Voraussetzung für eine Anerkennung sei eine Vergleichbarkeit von Inhalten und Dauer der Ausbildung, antwortete LR Waltraud Deeg. Die Zugangsvoraussetzungen könnten sich aber von Zeit zu Zeit ändern. So sei im besagten Fall eine dreijährige Oberschule nicht mehr genug, es sei zusätzlich eine einjährige Vollzeitausbildung vorgesehen. Der Arbeitskreis setze sich aus anerkannten Fachleuten zusammen.

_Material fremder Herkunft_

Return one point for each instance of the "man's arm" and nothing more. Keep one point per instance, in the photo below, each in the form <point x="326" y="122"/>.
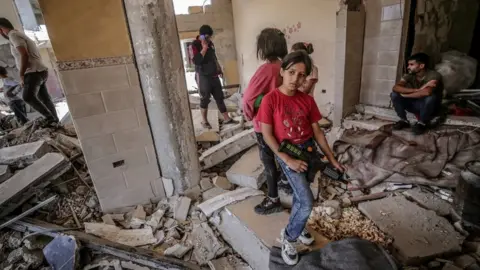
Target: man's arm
<point x="400" y="88"/>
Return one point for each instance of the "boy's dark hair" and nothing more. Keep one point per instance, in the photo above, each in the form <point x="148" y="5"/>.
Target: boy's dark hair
<point x="206" y="30"/>
<point x="271" y="45"/>
<point x="3" y="71"/>
<point x="295" y="58"/>
<point x="421" y="58"/>
<point x="308" y="47"/>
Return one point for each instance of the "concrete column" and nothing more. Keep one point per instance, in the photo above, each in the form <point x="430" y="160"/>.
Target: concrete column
<point x="155" y="41"/>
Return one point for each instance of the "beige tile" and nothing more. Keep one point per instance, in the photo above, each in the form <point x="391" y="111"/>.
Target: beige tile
<point x="388" y="58"/>
<point x="85" y="105"/>
<point x="132" y="138"/>
<point x="93" y="80"/>
<point x="141" y="116"/>
<point x="92" y="126"/>
<point x="97" y="147"/>
<point x="116" y="100"/>
<point x="126" y="160"/>
<point x="141" y="175"/>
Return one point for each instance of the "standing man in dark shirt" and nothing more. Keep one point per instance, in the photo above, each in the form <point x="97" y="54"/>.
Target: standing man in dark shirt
<point x="419" y="92"/>
<point x="209" y="71"/>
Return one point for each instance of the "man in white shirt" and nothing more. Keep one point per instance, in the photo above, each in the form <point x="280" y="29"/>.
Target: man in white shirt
<point x="33" y="73"/>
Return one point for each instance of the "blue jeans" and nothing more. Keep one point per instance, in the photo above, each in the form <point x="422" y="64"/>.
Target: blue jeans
<point x="302" y="195"/>
<point x="427" y="107"/>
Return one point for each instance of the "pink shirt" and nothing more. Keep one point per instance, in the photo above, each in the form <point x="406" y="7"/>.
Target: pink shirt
<point x="266" y="78"/>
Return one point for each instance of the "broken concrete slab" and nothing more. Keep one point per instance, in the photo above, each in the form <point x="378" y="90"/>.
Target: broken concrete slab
<point x="181" y="208"/>
<point x="49" y="164"/>
<point x="429" y="201"/>
<point x="419" y="234"/>
<point x="24" y="153"/>
<point x="133" y="238"/>
<point x="213" y="192"/>
<point x="227" y="148"/>
<point x="222" y="182"/>
<point x="178" y="250"/>
<point x="206" y="246"/>
<point x="212" y="205"/>
<point x="248" y="235"/>
<point x="248" y="170"/>
<point x="168" y="186"/>
<point x="5" y="173"/>
<point x="204" y="134"/>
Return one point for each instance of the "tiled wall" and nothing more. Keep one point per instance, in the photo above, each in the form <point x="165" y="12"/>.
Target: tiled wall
<point x="383" y="30"/>
<point x="105" y="100"/>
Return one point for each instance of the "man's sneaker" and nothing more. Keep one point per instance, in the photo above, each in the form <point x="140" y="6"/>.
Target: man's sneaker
<point x="306" y="238"/>
<point x="289" y="250"/>
<point x="268" y="206"/>
<point x="419" y="128"/>
<point x="401" y="125"/>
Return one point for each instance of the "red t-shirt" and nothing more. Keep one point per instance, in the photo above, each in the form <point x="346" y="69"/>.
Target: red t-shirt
<point x="291" y="116"/>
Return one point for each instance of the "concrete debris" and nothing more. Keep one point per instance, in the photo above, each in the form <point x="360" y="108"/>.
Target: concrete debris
<point x="212" y="205"/>
<point x="134" y="238"/>
<point x="248" y="170"/>
<point x="419" y="234"/>
<point x="24" y="153"/>
<point x="168" y="186"/>
<point x="206" y="246"/>
<point x="178" y="250"/>
<point x="213" y="192"/>
<point x="34" y="258"/>
<point x="227" y="148"/>
<point x="206" y="184"/>
<point x="154" y="220"/>
<point x="429" y="201"/>
<point x="182" y="207"/>
<point x="5" y="173"/>
<point x="222" y="182"/>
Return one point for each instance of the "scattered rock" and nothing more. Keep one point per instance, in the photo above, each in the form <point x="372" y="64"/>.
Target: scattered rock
<point x="206" y="184"/>
<point x="168" y="186"/>
<point x="178" y="250"/>
<point x="81" y="190"/>
<point x="222" y="182"/>
<point x="34" y="258"/>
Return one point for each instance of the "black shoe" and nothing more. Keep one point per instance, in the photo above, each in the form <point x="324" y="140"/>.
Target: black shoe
<point x="268" y="206"/>
<point x="401" y="125"/>
<point x="419" y="128"/>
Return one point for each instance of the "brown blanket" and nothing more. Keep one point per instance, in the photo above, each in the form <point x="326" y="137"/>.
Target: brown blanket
<point x="435" y="158"/>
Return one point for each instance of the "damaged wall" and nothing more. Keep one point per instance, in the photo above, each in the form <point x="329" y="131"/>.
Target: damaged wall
<point x="303" y="21"/>
<point x="442" y="25"/>
<point x="383" y="31"/>
<point x="220" y="17"/>
<point x="92" y="45"/>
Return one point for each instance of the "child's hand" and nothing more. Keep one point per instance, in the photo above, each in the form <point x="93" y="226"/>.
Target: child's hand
<point x="297" y="165"/>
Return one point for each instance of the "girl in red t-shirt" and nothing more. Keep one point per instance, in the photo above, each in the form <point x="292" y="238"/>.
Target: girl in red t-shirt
<point x="287" y="114"/>
<point x="271" y="48"/>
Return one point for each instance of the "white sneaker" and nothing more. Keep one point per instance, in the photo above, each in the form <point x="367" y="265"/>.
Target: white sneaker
<point x="306" y="238"/>
<point x="289" y="250"/>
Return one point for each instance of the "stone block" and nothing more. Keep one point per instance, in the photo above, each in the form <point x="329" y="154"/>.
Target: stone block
<point x="227" y="148"/>
<point x="5" y="173"/>
<point x="85" y="105"/>
<point x="28" y="152"/>
<point x="248" y="170"/>
<point x="246" y="232"/>
<point x="98" y="147"/>
<point x="132" y="138"/>
<point x="419" y="234"/>
<point x="429" y="201"/>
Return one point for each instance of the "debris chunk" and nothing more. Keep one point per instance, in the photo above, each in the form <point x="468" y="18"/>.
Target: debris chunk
<point x="181" y="208"/>
<point x="222" y="182"/>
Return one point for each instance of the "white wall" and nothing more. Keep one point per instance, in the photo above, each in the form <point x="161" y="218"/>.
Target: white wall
<point x="317" y="21"/>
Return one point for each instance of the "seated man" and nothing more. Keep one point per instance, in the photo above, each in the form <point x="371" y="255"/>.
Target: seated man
<point x="419" y="92"/>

Brigitte Foppa bedauerte, dass das Projekt „DolomitesVives“, das eine Entlastung der Dolomitenpässe gebracht habe, nicht mehr weitergeführt wird: „Laut LR Alfreider und Hochgruber-Kuenzer (zitiert in Rai Südtirol) wird in diesem Sommer „der Verkehr auf den Dolomitenpässen ungehindert fließen“ können. Es soll erst ein neues Projekt ausgearbeitet werden. Da die Landesregierung des Trentino schon angekündigt hat, dass es künftig keine „Verkehrsbehinderung“ mehr geben könnte, ist eine analoge Entwicklung auch in Südtirol zu befürchten.“ Foppa fragte daher: Stimmen die wiedergegebenen Aussagen zum kommenden Sommer? Wird es keine Aussetzung des Verkehrs auf den Dolomitenpässen mehr geben? Welche Erfahrungen hat man mit dem Projekt DolomitesVives 2017 und 2018 gemacht? Für wie viele Privatfahrzeuge wurde 2018 eine Ermächtigung ausgestellt? Was ist das Vorhaben der Landesregierung für die Einschränkung der Verkehrsbelastung, des Lärms und der Umweltverschmutzung im Welterbe UNESCO?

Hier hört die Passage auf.